Las defensas pusieron en entredicho la credibilidad de los cuatro extrabajadores que ayer aseguraron haber validado viajes inexistentes o haberlo presenciado y vincularon su testimonio con el conflicto laboral sufrido en la empresa antes de que perdiera la concesión de la línea con Luanco. Al informe de la CTA con las presuntas validaciones fraudulentas que obra sobre la mesa del juez, los letrados de los acusados incorporaron partes de baja, querellas y sentencias relacionadas con los trabajadores declarantes por despidos y hasta por el incendio de un autobús de la flota (esta última fue desestimada). Pidieron la absolución para sus clientes, que negaron los hechos.

Estos habrían tenido lugar entre el 22 de diciembre de 2010 hasta el 6 de febrero de 2013, periodo durante el que se habrían defraudado esos 3.4061 euros. Por cada uno de esos viajes, la empresa obtenía una compensación de 0,39 euros y 1,28 si se trataba de un transbordo.

El trabajador que presentó la denuncia ante la CTA, que desempeñaba tareas administrativas en la sede de la calle de La Muralla, afirmó que «teníamos varias tarjetas y cuando había poca afluencia en la oficina, nos acercábamos hasta el autobús, esperábamos a que el público accediese y discretamente pasábamos la tarjeta» por orden del administrador. Alguno de sus compañeros conductores confirmaron haber visto al propio administrador o a alguno de sus compañeros de oficina haber realizado la misma operación, siempre en el Parque del Muelle.
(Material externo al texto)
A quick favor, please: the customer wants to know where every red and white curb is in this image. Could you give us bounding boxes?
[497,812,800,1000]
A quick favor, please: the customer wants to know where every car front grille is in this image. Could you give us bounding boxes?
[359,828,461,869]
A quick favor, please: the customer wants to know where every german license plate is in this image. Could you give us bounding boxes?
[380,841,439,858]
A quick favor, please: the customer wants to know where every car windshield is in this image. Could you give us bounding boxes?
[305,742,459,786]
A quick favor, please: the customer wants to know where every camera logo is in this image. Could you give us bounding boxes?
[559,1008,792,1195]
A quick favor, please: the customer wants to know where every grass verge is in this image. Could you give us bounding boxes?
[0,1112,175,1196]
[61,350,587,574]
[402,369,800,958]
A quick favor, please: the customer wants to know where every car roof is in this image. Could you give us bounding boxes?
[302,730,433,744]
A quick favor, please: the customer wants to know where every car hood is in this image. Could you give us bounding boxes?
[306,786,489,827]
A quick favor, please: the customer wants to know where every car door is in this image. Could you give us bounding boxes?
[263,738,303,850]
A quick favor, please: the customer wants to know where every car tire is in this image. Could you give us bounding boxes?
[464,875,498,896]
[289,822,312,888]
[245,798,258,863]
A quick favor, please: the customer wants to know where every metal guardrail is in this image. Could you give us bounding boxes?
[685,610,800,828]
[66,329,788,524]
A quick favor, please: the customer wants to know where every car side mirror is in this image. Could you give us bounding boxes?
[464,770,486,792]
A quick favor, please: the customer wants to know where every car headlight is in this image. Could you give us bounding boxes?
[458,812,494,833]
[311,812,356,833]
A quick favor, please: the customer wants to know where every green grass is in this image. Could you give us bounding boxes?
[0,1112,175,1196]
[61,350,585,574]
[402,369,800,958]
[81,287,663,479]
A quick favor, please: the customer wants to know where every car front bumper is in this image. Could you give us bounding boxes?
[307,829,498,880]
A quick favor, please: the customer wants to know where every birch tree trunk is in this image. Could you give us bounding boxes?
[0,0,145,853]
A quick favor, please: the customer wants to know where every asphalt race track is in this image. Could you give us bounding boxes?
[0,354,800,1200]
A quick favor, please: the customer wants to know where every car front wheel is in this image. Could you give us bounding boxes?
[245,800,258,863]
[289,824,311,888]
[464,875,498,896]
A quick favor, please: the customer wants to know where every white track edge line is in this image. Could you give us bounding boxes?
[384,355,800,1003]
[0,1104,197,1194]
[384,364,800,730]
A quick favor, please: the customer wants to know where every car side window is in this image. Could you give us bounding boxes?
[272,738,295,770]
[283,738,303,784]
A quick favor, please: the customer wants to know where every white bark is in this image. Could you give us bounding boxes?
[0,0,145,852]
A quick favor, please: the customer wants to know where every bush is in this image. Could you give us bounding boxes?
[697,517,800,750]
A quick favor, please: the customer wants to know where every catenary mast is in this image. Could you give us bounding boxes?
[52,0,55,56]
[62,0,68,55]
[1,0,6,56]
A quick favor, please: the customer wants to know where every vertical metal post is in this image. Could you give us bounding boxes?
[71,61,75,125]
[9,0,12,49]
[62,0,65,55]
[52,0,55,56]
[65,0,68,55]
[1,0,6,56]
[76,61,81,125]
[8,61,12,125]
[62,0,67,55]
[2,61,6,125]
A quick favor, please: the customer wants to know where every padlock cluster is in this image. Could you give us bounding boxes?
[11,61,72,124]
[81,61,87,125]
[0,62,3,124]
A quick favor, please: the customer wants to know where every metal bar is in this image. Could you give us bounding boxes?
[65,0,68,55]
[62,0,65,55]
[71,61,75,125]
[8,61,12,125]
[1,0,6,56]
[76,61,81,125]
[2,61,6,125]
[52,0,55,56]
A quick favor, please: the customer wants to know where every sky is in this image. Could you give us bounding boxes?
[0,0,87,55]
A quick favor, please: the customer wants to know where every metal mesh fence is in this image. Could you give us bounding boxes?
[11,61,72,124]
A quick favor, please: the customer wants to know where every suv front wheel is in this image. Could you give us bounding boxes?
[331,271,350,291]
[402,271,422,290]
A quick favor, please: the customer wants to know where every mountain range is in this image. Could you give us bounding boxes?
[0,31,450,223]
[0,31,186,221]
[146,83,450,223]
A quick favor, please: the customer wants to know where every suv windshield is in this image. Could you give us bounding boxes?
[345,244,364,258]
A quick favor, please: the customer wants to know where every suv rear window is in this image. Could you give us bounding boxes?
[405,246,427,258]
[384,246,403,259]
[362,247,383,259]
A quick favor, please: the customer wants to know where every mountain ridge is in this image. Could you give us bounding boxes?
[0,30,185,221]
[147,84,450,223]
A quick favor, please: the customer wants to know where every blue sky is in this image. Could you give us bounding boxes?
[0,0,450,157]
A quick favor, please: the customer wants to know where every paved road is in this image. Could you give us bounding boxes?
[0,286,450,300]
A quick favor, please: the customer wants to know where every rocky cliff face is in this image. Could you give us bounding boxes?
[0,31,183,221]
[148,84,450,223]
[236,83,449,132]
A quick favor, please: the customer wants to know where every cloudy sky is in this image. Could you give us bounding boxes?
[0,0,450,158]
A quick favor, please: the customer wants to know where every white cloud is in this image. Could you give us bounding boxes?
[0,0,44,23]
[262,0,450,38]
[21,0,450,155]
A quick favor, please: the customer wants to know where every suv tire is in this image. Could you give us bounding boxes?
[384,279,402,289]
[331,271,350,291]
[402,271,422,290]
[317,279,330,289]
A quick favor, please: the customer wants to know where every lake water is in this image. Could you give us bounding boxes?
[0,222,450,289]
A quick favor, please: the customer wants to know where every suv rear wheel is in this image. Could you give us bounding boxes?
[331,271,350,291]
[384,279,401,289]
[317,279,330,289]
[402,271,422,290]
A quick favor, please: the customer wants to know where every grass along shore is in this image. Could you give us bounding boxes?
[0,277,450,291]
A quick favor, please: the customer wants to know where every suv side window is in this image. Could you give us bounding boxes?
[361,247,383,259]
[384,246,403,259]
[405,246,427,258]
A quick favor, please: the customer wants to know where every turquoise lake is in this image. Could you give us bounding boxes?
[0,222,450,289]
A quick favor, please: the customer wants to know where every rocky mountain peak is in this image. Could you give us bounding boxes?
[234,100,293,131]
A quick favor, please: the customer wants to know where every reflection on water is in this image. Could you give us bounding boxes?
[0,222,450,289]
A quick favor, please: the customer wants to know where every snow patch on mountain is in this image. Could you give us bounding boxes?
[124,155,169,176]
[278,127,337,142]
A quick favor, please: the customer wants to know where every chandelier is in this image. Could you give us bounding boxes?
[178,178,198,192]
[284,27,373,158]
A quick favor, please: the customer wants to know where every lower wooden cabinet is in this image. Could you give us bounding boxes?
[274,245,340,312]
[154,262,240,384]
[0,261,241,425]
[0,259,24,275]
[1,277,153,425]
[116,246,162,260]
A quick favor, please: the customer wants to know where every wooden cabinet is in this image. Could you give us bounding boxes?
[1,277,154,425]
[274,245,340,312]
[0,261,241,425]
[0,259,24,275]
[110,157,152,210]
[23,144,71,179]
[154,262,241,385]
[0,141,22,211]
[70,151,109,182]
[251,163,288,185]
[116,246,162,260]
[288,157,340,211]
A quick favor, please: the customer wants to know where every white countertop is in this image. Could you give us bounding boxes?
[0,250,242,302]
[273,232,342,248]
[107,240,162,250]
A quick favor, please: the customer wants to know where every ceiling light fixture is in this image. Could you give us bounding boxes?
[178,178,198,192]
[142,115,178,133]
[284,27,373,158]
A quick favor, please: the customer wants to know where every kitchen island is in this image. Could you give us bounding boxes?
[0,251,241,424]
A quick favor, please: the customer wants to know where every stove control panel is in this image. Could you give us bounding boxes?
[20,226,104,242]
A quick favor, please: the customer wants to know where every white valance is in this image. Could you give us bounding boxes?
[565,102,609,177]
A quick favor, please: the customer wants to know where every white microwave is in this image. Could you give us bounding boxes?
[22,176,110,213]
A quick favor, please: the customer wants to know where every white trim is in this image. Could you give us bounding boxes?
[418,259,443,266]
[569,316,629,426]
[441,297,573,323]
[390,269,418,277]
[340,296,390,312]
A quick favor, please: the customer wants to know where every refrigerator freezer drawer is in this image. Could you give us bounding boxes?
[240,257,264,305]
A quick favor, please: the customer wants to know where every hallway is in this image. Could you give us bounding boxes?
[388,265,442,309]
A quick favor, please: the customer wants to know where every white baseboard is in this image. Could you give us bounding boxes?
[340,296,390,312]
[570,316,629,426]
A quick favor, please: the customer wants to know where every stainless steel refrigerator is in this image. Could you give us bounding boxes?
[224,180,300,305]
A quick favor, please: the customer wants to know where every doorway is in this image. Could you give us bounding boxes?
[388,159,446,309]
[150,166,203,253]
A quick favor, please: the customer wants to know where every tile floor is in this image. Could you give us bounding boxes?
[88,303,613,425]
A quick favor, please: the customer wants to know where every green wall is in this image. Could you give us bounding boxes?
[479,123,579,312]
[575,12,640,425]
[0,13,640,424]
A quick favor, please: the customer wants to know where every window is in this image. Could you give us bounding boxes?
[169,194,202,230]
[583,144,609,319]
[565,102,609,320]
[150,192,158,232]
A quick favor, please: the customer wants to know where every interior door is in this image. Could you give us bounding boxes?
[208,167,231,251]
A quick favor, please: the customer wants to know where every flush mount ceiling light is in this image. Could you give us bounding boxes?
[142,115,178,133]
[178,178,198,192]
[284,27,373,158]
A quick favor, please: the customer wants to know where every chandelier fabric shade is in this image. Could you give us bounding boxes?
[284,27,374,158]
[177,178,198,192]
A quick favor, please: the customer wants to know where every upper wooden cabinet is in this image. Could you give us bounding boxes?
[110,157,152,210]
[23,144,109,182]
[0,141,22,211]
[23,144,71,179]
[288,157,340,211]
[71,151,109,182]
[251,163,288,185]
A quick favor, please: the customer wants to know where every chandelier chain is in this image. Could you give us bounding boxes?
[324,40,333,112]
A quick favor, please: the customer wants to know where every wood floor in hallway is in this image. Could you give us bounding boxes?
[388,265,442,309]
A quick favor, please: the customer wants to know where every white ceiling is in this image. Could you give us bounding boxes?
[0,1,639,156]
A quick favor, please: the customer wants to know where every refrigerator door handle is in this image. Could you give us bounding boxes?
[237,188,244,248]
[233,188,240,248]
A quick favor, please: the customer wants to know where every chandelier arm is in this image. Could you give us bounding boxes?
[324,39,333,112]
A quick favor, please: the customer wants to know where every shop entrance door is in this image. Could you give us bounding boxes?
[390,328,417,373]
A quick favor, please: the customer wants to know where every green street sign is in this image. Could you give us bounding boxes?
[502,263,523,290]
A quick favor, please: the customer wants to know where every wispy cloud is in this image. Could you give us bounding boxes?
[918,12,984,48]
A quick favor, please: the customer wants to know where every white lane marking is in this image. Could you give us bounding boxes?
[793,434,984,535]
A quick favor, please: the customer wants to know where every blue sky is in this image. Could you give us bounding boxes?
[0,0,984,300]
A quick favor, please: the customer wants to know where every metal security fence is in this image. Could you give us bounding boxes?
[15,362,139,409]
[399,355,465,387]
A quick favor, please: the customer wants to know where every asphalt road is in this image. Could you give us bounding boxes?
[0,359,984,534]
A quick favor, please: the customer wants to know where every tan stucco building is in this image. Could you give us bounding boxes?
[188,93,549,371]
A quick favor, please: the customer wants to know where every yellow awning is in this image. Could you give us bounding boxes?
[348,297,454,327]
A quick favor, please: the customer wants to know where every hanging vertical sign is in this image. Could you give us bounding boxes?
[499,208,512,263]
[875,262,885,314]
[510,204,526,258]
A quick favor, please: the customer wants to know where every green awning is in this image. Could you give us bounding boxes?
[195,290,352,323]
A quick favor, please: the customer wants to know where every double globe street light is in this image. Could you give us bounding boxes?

Sus palabras corroborarían el informe elaborado por el Consorcio del Transporte de Asturias que sustenta la acusación y sobre el que se preguntó tanto a su director general, Carlos González Lozano, como al jefe de sistemas informáticos. Este segundo desarrolló el programa para la extracción de datos estadísticos de las validaciones realizadas en las máquinas de los autobuses en formato Excel. Explicó que recibía órdenes de la dirección general y que la decisión de incluir en el informe unos datos u otros (número de conductor, línea, etcétera) no dependía de él. Reconoció que las máquinas «tenían fallos habitualmente, por ejemplo, cuando se llenaba la memoria, se corrompía y no nos llegaban datos, pero la información que llega es la que es» y asumió que tanto los servidores como el número de validaciones contabilizadas por el sistema podrían ser manipuladas aunque a él no le consta tal extremo. Con todo, «funcionaban razonablemente bien».

Preguntado por la defensa, se desvinculó de las «anotaciones» que constan en ese informe estadístico y que, según subrayó un letrado, «fue modificado a las 0.19 horas del 28 de febrero de 2012» después de haber sido extraído a las seis y media de la tarde. «Una manipulación torticera para presentarlo a este procedimiento», según expuso en sus conclusiones finales, en las que relacionó la subrogación de los delegados sindicales y miembros del comité de empresa, testigos de la acusación, con la presión previa para que la CTA retirara la concesión a Roces, una empresa familiar que fue vendida por sus fundadores en el año 2007. «Fue una persecución», resumió.

El abogado del Consorcio señaló los dieciocho millones de viajes realizados el año pasado y el «esfuerzo considerable» que supone para la administración detectar las irregularidades que habrían saltado a la luz porque «en muchos casos no se realizaban con suficiente tiempo entremedias». «Es un grave quebranto al erario público», reclamó. Afirmó también que habían sido más de «5.000 actos conscientes» puesto que cada cantidad defraudada suponía una «pequeña cantidad de dinero, de 0,70 euros».